Wu HuiQing (吴会清)
(1869 - 1958)
Wu HuiQing, appelé également MuTing (穆亭), était un membre de la minorité de Hui et un héritier de la 5ème génération de Baji Quan. À l'âge de 13 ans, Wu HuiQing reconnut son oncle Wu Kai (吴恺) comme maître et il se forma simultanément au Baji Quan, au PiGua Quan (劈挂拳) et à l'épée de JiuGong ChunYang (九宫纯阳剑). Wu HuiQing qui était une force de la nature, possédait une force physique impressionnante et une stature de colosse : il dépassait 1,85 mètres de hauteur, pesait plus de 100 kg et avait des mains et des pieds incroyablement grands. Par ailleurs, il avait une voix forte et était craint par la majeure partie du village en raison de son tempérament explosif et sa sévérité. Son petit-fils, Wu LianZhi, se souvient encore que personne dans la famille Wu n'osait fumer ou boire de l'alcool dans la maison familiale en sa présence.
Débuts
Wu HuiQing dépassait les autres en bravoure, sagesse et intelligence. C'était un élève assidu et il atteinit rapidement un niveau extraordinaire dans la maîtrise des arts martiaux. Quotidiennement, excepté quand il pratiquait le ZhanZhuang (占庄, l'exercice postural) ou le DaZhuang (打庄, exercice de frappe sur poteau), il portait dans chaque main un pot de terre pesant plus de 30 kilogrammes chaque fois qu’il entrait ou sortait de sa maison. Après quelques années d'entraînement régulier, ses bras furent aussi durs que du fer. Wu HuiQing était également bien connu pour sa pratique de la "paume de fer" (铁巴掌, Tie Ba zhang), acquise en frappant des sacs de billes de fer et d'autres matières dures. A cette époque, il y avait un vieux temple dans le village de MengCun avec une énorme cloche que les gens faisaient habituellement sonner en utilisant une poutre en bois. Wu HuiQing, quant à lui, frappait la cloche chaque soirée avec sa paume, produisant ainsi un son vibrant qui pouvait être entendu à 2.5 km à la ronde. En conséquence, les villageois lui attribuèrent le surnom de "Wu HuiQing la paume de fer" (铁巴掌吴会清, Tie Ba zhang Wu HuiQing).

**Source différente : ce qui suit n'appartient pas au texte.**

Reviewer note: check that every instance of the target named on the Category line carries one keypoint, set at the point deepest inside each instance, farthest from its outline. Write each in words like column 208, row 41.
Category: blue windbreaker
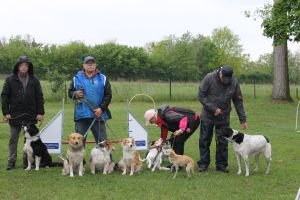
column 93, row 90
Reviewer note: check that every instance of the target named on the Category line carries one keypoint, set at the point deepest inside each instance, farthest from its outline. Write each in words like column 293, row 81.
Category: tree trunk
column 281, row 88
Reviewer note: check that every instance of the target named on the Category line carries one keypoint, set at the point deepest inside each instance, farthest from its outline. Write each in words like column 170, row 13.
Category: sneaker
column 10, row 166
column 222, row 169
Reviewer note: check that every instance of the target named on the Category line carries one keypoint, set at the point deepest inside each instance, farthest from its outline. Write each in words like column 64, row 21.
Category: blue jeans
column 98, row 129
column 206, row 135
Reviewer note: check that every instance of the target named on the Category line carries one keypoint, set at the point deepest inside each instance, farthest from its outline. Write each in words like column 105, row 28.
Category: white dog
column 244, row 145
column 101, row 157
column 154, row 156
column 131, row 159
column 180, row 161
column 75, row 155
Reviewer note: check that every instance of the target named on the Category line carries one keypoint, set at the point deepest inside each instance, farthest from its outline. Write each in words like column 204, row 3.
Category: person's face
column 153, row 120
column 90, row 66
column 23, row 68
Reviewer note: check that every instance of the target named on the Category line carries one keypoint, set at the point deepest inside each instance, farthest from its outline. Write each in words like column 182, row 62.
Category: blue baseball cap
column 86, row 59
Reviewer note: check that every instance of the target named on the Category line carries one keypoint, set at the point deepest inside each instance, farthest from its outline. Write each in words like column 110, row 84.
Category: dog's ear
column 35, row 129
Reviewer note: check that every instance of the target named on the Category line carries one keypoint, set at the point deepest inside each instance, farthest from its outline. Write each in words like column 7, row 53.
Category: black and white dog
column 34, row 148
column 245, row 145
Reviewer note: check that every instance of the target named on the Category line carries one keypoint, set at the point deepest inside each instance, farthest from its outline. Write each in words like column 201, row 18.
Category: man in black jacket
column 22, row 102
column 216, row 92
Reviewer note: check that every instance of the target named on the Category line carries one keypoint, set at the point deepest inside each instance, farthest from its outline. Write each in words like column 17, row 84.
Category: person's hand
column 244, row 125
column 218, row 112
column 98, row 112
column 7, row 117
column 79, row 94
column 178, row 132
column 40, row 117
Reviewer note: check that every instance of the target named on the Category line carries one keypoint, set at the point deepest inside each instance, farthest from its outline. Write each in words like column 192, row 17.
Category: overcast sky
column 131, row 22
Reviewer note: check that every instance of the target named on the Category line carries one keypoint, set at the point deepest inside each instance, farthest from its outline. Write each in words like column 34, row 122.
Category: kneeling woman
column 182, row 122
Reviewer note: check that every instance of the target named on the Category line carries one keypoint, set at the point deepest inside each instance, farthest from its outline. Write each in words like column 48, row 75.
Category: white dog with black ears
column 154, row 156
column 245, row 145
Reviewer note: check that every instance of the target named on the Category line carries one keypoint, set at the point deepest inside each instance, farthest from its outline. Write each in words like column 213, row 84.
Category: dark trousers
column 177, row 143
column 206, row 135
column 98, row 129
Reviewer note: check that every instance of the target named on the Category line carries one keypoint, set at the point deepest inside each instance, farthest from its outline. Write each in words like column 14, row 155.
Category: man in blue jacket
column 92, row 93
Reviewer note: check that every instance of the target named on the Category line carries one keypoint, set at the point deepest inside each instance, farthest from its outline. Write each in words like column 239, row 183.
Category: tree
column 282, row 23
column 229, row 49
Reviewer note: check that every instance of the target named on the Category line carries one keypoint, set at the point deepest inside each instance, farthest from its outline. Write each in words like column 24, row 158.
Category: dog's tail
column 56, row 164
column 267, row 139
column 268, row 151
column 143, row 160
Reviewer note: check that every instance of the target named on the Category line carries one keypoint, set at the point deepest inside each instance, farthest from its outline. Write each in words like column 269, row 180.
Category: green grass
column 275, row 120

Un jour, les gens de MengCun reconstruisaient un pavillon consacré à la célébration de KuiXing (魁星, une divinité de la mythologie chinoise, dieu des examens et serviteur du dieu de la littérature). Le pavillon était fait de deux étages et devait accueillir une statue de KuiXing pesant 140 kg. Tout le monde s'inquiétait de la façon dont ils pourraient transporter la statue à l'étage supérieur. Quand WuHuiQing en entendit parler, il souleva la statue en la maintenant sous son bras et la monta au deuxième étage pour l'installer délicatement sur sa base: tout le monde s'écria "Shenli !" (神力, "quelle force surnaturelle!").
Les capacités de Wu HuiQing étaient fascinantes, mais elles ont furent acquises par un dur labeur : chaque jour, Wu HuiQing sortait vers minuit pour pratiquer. Wu HuiQing se rendit compte que la force devait venir de l'ensemble du corps, et il décida à une époque que son cou devait être renforcé. Un jour, il attacha une corde au moulin de la ferme et parvint à se pendre au faîte du toit. Pour une raison inconnue, il ne parvient plus à bouger ses bras, il se mit alors à donner des coups de pied au mur pour alerter sa famille. Ses disciples et sa belle-fille qui étaient dans la grande salle de la ferme entendirent le bruit et se précipitèrent pour le délivrer. Ils s'empressèrent de lui demander s'il souffrait de quelques problèmes sentimentaux et Wu HuiQing marmonna honteusement que son intention initiale était de pratiquer un exercice de renforcement...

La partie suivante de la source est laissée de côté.